I'm part of a team asked to perform some predictive analysis with a huge relational database. Data is a mess. Documentation ranges from mediocre to incorrect to absent. Information is scattered all over the tables.
For example, if I want to match addresses with telephone numbers, I can query three or four different tables, each one containing information unknown to the others, and maybe there is some information I shouldn't use.
To get data, people I'm working with heavily rely on folklore: they know that in order to obtain phone numbers from addresses, you have to query this and this that way because John told them so a few years ago. And John knew it because Sam told him. And so on. Folklore is essentially not challenged and is often not so right.
Retrieving information is a pain and we spend most of our time just extracting it from the database, without even trying to do something clever with it.
I'd like to establish some standard which we can use in all our projects.
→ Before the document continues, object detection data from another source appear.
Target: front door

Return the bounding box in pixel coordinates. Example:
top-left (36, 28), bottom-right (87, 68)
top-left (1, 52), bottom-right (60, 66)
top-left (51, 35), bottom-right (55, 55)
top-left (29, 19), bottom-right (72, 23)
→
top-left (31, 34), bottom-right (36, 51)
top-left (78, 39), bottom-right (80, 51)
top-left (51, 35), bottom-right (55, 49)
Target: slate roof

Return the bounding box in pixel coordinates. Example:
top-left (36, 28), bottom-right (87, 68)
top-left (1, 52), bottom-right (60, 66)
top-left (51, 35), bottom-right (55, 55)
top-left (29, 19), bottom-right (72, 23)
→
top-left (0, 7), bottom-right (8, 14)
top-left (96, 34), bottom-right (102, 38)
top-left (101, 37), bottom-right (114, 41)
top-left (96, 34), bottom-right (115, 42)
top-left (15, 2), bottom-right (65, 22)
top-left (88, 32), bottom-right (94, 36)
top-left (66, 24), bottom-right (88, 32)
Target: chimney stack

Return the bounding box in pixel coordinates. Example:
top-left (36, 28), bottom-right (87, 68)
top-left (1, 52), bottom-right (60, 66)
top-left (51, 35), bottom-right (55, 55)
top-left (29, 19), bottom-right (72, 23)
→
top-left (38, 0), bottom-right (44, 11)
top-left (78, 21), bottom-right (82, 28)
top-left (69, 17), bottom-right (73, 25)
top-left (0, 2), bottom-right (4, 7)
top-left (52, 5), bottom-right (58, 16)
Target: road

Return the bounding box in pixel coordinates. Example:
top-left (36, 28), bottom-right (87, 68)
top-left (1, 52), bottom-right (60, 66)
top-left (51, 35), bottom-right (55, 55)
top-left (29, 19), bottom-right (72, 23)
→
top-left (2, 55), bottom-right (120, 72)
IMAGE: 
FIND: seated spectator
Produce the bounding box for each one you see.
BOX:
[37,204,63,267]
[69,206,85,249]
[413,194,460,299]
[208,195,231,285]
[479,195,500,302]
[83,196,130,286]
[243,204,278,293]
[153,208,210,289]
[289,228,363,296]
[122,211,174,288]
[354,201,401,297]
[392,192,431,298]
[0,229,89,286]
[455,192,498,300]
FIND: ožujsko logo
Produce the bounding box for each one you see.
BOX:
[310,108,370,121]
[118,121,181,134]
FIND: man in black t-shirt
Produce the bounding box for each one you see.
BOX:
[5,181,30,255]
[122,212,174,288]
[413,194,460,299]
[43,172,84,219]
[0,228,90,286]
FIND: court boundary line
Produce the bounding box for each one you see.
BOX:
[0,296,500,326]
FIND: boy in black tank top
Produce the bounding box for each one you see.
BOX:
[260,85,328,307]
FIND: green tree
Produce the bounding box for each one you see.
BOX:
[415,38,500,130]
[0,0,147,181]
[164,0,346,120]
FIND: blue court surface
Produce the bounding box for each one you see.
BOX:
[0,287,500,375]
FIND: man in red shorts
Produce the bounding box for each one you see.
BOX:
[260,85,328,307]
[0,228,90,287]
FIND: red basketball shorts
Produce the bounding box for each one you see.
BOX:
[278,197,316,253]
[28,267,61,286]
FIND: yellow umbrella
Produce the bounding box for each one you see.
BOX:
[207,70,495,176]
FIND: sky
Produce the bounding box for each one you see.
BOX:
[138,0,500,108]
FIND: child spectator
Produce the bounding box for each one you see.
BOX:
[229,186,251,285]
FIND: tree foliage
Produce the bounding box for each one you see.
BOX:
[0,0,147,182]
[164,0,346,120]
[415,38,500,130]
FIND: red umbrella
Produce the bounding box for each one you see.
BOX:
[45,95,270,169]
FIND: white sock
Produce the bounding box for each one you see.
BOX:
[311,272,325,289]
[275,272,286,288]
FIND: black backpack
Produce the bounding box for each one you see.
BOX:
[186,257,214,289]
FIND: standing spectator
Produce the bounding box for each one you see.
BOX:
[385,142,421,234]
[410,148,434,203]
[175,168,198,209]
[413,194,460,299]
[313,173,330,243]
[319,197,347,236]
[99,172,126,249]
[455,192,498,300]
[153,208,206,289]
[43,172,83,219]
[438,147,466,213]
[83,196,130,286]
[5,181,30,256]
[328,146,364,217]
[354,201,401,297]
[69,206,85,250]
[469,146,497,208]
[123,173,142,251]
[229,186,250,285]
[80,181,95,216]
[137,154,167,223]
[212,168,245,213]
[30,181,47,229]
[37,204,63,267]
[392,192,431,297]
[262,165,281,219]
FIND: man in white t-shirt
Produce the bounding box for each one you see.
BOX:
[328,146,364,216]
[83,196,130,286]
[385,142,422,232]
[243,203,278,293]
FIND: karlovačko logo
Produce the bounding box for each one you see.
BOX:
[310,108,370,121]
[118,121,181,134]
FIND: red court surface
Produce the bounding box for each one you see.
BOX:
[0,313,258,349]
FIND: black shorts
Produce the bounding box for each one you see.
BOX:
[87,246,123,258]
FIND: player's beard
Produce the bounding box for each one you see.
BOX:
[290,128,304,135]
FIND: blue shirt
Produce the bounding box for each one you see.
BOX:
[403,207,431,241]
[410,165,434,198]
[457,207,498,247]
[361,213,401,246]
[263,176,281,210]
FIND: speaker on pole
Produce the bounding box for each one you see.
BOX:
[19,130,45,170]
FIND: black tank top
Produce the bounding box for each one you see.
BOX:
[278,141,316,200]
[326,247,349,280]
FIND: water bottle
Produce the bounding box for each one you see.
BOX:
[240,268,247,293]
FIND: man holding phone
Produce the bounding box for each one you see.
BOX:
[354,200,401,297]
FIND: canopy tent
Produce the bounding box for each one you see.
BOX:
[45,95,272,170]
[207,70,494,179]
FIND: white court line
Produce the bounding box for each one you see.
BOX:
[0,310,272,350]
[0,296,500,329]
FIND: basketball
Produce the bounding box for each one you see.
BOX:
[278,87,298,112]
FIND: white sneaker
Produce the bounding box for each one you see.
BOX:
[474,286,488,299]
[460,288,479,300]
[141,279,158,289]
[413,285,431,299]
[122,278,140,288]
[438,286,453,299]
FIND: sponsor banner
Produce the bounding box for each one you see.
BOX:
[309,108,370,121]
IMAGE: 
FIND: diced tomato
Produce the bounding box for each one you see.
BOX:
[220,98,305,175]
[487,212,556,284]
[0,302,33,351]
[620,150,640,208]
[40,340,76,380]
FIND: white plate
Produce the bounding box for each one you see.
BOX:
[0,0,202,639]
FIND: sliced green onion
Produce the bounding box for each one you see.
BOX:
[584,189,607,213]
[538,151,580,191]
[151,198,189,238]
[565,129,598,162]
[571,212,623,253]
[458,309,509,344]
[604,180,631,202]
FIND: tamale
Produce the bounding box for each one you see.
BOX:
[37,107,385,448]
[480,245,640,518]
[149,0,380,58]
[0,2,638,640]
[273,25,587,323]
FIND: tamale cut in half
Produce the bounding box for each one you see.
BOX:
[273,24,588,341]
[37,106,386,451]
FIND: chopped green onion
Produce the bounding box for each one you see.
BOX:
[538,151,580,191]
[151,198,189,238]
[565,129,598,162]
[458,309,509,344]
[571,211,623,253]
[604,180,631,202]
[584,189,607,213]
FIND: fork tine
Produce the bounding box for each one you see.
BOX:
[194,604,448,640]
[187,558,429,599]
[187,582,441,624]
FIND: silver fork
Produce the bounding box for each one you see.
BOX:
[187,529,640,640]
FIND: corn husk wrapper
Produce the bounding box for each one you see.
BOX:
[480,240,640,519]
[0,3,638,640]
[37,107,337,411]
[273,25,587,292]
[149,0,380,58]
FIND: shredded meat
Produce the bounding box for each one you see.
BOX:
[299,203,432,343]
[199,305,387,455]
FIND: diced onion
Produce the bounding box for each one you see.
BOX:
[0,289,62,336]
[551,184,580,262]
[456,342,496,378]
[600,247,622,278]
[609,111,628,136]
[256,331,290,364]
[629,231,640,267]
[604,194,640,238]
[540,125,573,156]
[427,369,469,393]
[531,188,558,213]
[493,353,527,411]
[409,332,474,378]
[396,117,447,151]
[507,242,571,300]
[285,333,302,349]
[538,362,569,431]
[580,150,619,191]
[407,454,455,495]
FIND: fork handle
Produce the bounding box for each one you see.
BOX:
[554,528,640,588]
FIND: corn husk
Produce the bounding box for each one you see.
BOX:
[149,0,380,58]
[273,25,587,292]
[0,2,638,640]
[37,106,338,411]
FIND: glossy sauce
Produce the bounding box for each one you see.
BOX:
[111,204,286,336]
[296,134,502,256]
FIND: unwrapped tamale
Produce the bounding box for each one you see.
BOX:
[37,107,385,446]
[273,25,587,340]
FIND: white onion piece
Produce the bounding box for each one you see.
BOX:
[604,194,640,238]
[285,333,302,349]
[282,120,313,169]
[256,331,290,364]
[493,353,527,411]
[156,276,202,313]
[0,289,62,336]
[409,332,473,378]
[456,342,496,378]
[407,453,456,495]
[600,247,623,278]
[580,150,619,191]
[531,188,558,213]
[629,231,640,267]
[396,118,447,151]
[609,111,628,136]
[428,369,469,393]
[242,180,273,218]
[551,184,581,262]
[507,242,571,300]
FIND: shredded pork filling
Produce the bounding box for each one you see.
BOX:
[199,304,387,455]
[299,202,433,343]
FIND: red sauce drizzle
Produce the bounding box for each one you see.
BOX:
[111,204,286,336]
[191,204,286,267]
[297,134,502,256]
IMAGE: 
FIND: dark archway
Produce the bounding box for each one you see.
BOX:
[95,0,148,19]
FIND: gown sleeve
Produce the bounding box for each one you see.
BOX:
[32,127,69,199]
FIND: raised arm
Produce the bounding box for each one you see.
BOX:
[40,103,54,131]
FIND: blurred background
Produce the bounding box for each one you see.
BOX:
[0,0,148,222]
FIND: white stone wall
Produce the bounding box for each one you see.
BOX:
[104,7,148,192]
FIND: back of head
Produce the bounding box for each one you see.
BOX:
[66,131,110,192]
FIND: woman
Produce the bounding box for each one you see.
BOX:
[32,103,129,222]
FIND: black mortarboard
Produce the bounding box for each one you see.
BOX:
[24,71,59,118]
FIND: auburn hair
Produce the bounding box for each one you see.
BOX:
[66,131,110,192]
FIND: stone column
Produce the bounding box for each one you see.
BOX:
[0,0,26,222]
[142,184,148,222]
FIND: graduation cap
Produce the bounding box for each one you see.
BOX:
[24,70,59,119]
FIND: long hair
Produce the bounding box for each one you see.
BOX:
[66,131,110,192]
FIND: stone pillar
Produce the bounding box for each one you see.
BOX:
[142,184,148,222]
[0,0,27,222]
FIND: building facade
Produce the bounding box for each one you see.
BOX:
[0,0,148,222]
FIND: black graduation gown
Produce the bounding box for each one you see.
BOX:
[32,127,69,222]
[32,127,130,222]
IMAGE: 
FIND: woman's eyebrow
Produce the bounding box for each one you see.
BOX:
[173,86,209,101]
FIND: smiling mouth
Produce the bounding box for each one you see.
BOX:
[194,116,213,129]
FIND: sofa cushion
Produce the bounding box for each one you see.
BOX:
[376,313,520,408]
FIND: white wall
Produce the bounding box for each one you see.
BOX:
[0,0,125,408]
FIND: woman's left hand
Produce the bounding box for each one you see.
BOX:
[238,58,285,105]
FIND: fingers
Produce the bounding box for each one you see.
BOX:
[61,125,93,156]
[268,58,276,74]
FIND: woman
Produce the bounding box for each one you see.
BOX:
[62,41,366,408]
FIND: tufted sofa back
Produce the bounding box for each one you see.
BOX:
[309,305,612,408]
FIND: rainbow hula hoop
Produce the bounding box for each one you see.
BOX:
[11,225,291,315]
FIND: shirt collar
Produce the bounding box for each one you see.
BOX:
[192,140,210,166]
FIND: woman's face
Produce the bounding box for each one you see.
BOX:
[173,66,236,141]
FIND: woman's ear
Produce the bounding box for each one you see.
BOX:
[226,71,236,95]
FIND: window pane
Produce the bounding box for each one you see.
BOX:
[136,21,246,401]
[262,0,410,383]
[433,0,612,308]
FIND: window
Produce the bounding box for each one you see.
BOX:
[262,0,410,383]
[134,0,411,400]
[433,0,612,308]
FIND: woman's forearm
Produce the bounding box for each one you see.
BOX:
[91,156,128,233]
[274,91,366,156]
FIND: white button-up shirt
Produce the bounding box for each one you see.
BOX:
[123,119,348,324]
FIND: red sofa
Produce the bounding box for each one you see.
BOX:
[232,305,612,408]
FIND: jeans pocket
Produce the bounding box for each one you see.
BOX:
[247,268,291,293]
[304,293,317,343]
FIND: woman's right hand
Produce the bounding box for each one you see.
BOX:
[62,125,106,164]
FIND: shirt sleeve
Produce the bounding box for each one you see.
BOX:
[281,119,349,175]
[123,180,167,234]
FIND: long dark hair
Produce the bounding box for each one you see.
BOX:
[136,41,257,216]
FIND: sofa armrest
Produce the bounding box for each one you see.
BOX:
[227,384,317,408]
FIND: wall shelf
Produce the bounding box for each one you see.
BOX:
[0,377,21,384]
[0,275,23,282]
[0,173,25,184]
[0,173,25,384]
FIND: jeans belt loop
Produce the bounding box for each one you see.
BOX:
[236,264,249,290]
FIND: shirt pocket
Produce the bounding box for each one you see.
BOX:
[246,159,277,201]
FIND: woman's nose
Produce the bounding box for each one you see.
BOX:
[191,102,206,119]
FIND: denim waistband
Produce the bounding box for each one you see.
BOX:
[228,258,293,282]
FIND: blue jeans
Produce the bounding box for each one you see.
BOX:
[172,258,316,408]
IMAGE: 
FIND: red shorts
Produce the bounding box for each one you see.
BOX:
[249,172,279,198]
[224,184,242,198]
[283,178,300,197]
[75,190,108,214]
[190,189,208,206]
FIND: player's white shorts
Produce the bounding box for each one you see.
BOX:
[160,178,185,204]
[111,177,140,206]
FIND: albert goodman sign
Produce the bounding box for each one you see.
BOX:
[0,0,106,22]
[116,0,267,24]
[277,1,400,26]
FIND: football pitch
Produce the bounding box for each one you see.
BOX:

Moreover, I'd like it to improve as we gather the folklore. I don't want to create a "How to do it" super document which will probably spawn one million local variants. So basically, I think I want to encapsulate domain knowledge in "something."
I thought that we could create tables that aggregate scattered information in one place, document and query those new tables from now on instead of relying on folklore. So no more three locations for telephone numbers and addresses, one TelephoneToAddress table.
Does it make any sense? In the context of data exploitation, is it even a good idea?